Google DeepMind's Project Astra -- an AI assistant prototype with eyes, ears and voice being built for smart glasses, phone or computer -- can see what the user does.
Greg Wayne, director of research at Google DeepMind, calls the technology "a parrot on your shoulder. "It can see what you're going and talk with you about it."
He referred to the old Google AI assistant that acted like command-and-control technology, where you ask it to turn on a song or do a search.
Project Astra, which Wayne referred to as a universal assistant, can see and hear the world around it to determine how to interact with the user and provide feedback.
The demonstration occurred during a podcast with professor Hannah Fry as she explores the world of technology.
The prototype, Project Astra, is powered by Gemini 2.0 and uses an Android app or prototype glasses to record the world as a person is seeing it.
Astra can summarize what it sees and answer questions pulling from Google services such as Search, Maps, Lens and Gemini.
Wayne finds it important to share what Google DeepMind developers work on, although the technology is not ready for general use.
"If we're going to make this as a helpful thing for humanity, people need to use it and tell us how they feel about it," he said. "We've had trusted testers."
People use it to get fashion advice such as what types of clothes go together and match. "It's like you're having a conversation with a smarter version of yourself," he said.
Wayne believes there is a major benefit to support those who see but don't understand something, or those who are blind and cannot see.
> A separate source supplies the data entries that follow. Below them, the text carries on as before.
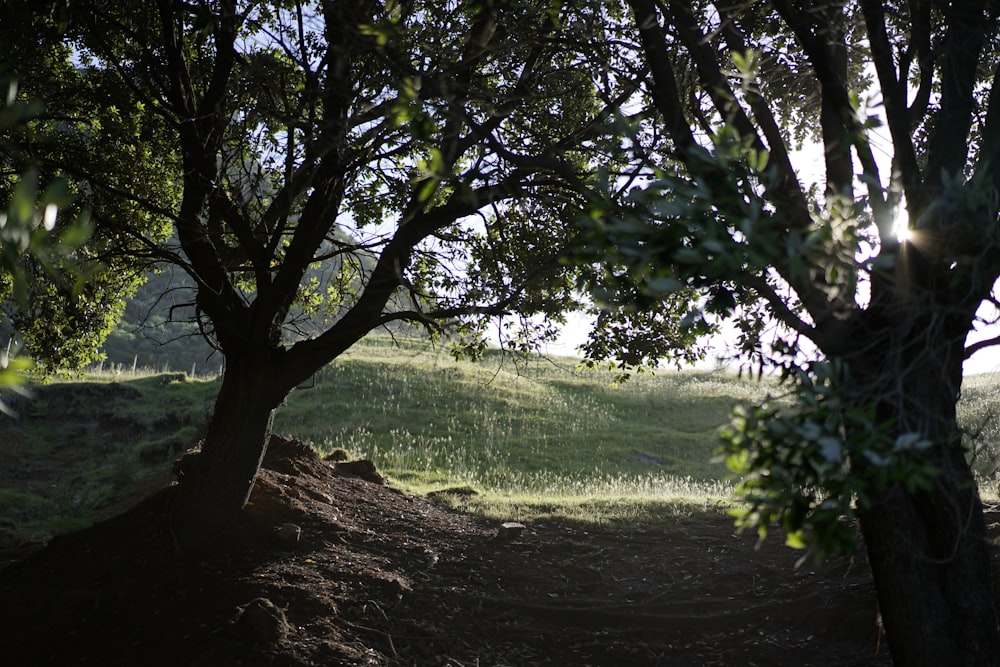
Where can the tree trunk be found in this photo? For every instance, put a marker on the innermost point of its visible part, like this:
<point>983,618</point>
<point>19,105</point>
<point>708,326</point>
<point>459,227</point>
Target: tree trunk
<point>213,494</point>
<point>927,550</point>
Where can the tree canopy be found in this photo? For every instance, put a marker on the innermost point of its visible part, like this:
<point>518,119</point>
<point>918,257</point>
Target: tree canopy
<point>717,205</point>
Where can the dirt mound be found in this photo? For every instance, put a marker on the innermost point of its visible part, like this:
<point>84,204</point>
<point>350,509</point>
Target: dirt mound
<point>343,571</point>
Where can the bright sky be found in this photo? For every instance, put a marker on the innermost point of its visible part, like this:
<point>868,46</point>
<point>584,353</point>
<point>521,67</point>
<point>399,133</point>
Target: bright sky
<point>984,361</point>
The technology can remember the past 10 minutes photographically, but also remember what someone said about with the technology at any time in the past. Offline, the memory session will summarize and keep the past interaction.
Wayne did not talk about ways it could help with privacy and targeting ads. But if Project Astra can remember past conversations, it is likely to remember past conversations and remember likes and dislikes for certain websites, publisher content and purchases, which would help eliminate any type of privacy concerns.
The technology could potentially end up being the next generation of privacy-focused technology because the user would need to opt in and allow it to remember all types of interactions. It knows 20 language event in the same conversation.
There are glitches in the technology, Wayne says. Sometimes it cannot see something, even when the user provides encouragement that it can. It also can struggle in noisy environments and have trouble distinguishing one voice from another.
Watching the visual podcast provides insight into what is possible in 2025.